What becomes of Paul? If the Gospels and Acts are mythical, then Paul, our earliest literary witness to Christianity, stands virtually without a historical point of reference. Indeed, the one rock in the Pauline literature that offers any help, the mention of the Nabatean king Aretas having a governor in Damascus, better supports a date around 85 B.C. than a chronology that places Paul’s ministry in the 40s A.D. – when the Romans were in complete control of the area. It might also offer a point of contact with a breakaway movement within Essenism around that time, as evidenced in the Scrolls, and the sect’s sojourn in Damascus, similarly authenticated. However this may be, the placing of Jesus in the time of Pontius Pilate is readily enough explained in Scrolls chronology by the reference to the death of the Teacher being “forty years” before the collapse of an armed revolt. The Christian storytellers would then have taken this latter point as the fall of Masada to the Romans in A.D. 73, and found the death of their second “Teacher” at thirty-three, during the procuratorship of the luckless Pilate (26-36 A.D.). There are obviously many problems raised by this new appraisal of Christian traditions.
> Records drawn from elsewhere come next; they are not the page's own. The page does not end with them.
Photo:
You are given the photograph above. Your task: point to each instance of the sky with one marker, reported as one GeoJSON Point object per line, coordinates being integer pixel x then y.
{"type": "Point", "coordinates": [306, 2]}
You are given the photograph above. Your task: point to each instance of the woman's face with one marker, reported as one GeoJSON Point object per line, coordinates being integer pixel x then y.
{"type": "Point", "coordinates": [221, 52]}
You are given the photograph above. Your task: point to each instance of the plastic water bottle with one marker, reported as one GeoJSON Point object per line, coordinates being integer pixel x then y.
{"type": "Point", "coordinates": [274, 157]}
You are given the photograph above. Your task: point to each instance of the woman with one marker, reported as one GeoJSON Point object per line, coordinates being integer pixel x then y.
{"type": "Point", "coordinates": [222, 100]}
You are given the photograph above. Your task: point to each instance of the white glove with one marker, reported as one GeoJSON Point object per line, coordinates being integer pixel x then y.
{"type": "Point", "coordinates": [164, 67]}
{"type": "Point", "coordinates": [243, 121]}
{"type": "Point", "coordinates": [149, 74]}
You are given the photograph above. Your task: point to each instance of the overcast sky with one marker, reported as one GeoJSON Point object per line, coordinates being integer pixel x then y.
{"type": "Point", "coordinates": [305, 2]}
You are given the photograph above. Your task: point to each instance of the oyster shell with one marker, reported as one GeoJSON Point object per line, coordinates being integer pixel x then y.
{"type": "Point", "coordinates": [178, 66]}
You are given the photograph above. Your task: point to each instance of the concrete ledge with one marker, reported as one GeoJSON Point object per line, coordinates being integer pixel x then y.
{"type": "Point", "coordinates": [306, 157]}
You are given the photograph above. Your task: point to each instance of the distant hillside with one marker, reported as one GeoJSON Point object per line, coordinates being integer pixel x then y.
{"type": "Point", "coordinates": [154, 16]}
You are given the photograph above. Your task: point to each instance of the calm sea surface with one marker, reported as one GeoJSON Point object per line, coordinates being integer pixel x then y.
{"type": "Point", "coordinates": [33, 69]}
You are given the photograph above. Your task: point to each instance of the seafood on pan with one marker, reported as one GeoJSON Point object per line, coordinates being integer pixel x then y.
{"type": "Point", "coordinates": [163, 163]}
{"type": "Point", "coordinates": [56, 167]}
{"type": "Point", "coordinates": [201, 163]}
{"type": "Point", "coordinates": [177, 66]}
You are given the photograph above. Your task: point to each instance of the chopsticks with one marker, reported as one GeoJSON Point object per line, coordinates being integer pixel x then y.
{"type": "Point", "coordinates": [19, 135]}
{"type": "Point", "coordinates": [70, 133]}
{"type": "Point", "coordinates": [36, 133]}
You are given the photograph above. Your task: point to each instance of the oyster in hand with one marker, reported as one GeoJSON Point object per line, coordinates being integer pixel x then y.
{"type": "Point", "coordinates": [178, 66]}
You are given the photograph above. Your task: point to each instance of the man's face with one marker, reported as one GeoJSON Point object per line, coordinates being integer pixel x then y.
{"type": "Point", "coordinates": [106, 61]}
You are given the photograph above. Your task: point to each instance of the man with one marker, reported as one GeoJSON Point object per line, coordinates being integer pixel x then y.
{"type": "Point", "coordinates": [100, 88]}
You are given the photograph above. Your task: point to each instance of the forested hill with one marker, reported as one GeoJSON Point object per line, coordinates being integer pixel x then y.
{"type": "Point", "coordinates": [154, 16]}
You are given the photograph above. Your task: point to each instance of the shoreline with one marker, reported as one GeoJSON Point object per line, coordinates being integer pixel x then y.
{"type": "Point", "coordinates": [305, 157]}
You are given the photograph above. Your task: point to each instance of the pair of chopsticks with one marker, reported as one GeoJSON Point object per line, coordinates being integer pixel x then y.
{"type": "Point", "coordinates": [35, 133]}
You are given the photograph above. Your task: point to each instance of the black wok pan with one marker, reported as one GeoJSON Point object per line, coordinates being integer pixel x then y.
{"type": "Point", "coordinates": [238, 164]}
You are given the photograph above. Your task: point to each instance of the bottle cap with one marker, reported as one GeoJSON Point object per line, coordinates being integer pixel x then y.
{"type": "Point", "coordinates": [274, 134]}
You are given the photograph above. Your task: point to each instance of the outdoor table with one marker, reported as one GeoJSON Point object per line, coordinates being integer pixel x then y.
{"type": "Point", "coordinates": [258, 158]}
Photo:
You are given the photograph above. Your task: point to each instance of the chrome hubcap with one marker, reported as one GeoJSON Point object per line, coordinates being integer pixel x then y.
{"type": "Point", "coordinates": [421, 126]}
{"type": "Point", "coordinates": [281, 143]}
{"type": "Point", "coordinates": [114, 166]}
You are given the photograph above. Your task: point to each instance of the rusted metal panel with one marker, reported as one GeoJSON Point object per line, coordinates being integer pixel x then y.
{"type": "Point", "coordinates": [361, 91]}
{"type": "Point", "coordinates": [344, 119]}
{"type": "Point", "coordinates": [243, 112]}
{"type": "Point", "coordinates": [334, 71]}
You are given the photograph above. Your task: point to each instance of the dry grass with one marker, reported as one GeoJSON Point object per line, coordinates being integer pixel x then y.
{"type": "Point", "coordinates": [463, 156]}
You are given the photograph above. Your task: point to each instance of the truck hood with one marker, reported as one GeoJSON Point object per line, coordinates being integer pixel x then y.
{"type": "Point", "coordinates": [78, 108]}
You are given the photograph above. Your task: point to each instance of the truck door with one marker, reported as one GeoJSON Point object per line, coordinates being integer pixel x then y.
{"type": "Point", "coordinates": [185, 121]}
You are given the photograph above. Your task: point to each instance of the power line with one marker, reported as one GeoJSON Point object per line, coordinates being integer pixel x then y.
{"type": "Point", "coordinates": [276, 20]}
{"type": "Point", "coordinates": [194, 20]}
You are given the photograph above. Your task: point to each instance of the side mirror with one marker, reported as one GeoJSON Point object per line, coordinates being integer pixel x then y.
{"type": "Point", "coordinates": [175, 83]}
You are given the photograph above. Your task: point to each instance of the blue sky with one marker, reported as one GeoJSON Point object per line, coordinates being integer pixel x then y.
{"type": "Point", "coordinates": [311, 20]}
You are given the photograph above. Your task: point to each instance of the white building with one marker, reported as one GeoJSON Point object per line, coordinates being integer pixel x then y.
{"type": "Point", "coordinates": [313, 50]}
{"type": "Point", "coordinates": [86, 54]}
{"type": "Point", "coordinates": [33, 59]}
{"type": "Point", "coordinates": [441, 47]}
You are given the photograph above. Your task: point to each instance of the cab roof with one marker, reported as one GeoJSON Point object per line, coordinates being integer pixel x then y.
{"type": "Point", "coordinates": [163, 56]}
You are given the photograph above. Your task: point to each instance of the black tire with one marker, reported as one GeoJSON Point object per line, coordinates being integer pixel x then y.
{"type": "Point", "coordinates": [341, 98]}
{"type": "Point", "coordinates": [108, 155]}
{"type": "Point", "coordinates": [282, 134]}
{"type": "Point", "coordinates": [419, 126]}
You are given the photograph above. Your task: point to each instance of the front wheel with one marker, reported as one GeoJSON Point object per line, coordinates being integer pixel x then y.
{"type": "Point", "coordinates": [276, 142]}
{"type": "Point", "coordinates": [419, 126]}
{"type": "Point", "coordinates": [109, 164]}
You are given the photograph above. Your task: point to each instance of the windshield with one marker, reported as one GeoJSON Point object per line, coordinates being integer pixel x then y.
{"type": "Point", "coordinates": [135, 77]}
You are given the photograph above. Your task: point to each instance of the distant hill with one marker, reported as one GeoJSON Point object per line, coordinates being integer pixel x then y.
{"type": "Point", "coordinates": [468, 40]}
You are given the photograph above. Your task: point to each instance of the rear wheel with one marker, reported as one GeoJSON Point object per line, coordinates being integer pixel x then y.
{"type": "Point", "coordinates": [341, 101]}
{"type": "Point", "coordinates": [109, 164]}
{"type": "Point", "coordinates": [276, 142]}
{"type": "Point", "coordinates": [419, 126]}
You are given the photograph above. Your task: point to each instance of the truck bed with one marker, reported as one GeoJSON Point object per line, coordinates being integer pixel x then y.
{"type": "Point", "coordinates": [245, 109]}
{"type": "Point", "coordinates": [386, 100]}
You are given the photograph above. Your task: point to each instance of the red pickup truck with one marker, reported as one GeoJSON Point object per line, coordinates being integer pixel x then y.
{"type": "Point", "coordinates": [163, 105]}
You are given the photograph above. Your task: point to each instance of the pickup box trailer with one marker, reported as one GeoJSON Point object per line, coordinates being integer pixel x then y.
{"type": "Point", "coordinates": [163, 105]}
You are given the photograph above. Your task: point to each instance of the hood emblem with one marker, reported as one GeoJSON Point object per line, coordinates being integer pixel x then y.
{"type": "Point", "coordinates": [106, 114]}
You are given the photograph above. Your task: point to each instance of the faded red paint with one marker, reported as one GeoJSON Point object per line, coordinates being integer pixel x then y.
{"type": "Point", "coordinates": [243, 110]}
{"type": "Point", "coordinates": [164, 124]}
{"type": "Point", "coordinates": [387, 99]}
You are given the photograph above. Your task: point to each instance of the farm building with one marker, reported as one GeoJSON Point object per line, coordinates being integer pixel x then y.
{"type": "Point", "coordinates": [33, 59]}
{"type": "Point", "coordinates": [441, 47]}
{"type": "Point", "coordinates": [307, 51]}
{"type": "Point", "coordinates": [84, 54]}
Nevertheless the point to be remembered is that all future work must be based first on the literary conclusions of our comparison with the Scrolls. The New Testament records after all are our only worthwhile sources for the Christian story. If they can no longer be taken at their face value, we must determine just what is their import, how they were produced and for what purpose. All other considerations are secondary. We stand at the beginning of a long and exciting road. Not all our conclusions are going to be palatable. Not only is the historicity of the New Testament stories being called into question but the very nature of the underlying material must give occasion for pained surprise. Enough has already been resolved for us to realize that we are dealing with an extreme form of Essenism which is not only on the fringes of Judaism but even of any strictly religious philosophy at all. We are in the world of dark magic, and in particular that kind which deals with the calling up of the spirits of the dead for the purposes of necromancy. Beneath the surface of innocuous tales of giving life to little girls and older men lie incantations and even detailed rites of flesh-cutting and ventriloquism.